Pubdate: Fri, 26 Jan 2001
Source: Herald, The (WA)
Copyright: 2001 The Daily Herald Co.
Contact:  P.O. Box 930, Everett, WA   98206-0930
Fax: (425) 339-3435
Author: Scott North


A Washington State Patrol chemist could spend up to a year in jail after 
being charged with two gross misdemeanors Thursday for allegedly pilfering 
heroin sent for crime lab tests.

Michael R. Hoover, 51, of Edmonds admitted he had been ingesting heroin for 
several months to ease his back pain, Snohomish County deputy prosecutor Ed 
Stemler said in Superior Court papers.

He charged Hoover with tampering with physical evidence and official 

Both offenses carry a maximum punishment of 12 months in jail, said Jim 
Townsend, the county's chief criminal deputy prosecutor.

Hoover's alleged misconduct is affecting drug cases in seven Western 
Washington counties, and up to 200 dismissals are expected in Snohomish 
County alone, Townsend said.

Felony charges were considered but rejected because Hoover was not caught 
with drugs, only filmed on videotape pilfering them at the crime lab, 
officials said.

"With the evidence available, we've charged the counts we could prove," 
Townsend said. "Certainly, with the damage that's been done (to other 
cases), if we could have proven a felony we'd have charged it."

Co-workers at the state crime lab in Marysville asked for the investigation 
after they became concerned about Hoover's insistence on handling heroin 
cases.
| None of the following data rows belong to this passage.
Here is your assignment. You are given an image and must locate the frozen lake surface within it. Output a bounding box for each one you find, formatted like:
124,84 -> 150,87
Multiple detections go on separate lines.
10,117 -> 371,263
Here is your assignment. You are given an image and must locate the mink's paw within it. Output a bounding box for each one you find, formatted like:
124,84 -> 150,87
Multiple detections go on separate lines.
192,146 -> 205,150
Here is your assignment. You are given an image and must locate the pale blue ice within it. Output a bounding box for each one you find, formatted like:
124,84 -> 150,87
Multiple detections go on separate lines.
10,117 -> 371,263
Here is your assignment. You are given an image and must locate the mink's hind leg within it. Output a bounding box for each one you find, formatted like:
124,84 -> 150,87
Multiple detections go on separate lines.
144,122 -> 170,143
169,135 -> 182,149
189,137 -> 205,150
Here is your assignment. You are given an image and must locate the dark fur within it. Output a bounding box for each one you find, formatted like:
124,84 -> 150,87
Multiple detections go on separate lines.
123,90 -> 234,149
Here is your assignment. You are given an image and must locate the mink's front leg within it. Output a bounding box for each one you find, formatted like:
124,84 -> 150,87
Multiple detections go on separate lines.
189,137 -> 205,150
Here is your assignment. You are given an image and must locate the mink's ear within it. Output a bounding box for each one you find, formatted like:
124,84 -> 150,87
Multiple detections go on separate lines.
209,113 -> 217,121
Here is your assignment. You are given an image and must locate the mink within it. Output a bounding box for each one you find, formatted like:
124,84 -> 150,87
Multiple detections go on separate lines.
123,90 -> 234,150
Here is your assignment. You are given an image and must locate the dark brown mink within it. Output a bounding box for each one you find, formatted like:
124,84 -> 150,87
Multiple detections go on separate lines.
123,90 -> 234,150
Patrol detectives installed a hidden camera near his work area and 
allegedly documented him repeatedly stealing heroin from evidence that had 
been sent to the crime lab for tests.

When confronted with the tapes Dec. 22, Hoover allegedly told detectives 
that he hadn't intended to begin using heroin, but accidentally sniffed 
concentrated, crystalline dust left over from an evidence test. He said 
there was immediate relief from his back pain, and he regularly began 
sniffing small amounts of heroin that he'd purified in the laboratory, 
documents show.

Hoover worked for the patrol for 11 years as a forensic scientist. He was 
placed on paid administrative leave in late December.

The crime lab is used to process evidence from Snohomish, Island, Skagit, 
Whatcom, Jefferson and Clallam counties.

Dismissal notices are being filed almost daily in Snohomish County as a 
result of questions being raised about the evidence Hoover handled and 
prosecutors relied on to file charges.

But documents also show that some local defendants are opting not to have 
their charges dismissed. Those defendants are all involved in the county's 
drug court, a volunteer program that provides defendants with a strict, 
court-supervised alternative to prison, focusing on treatment.

That shows the drug court is working, because defendants are being given 
the choice of getting help for the abuse problems or having their legal 
troubles dismissed, Townsend said.

"They are being told they can get out (of drug court), but if they are out, 
they can never get back in," he said.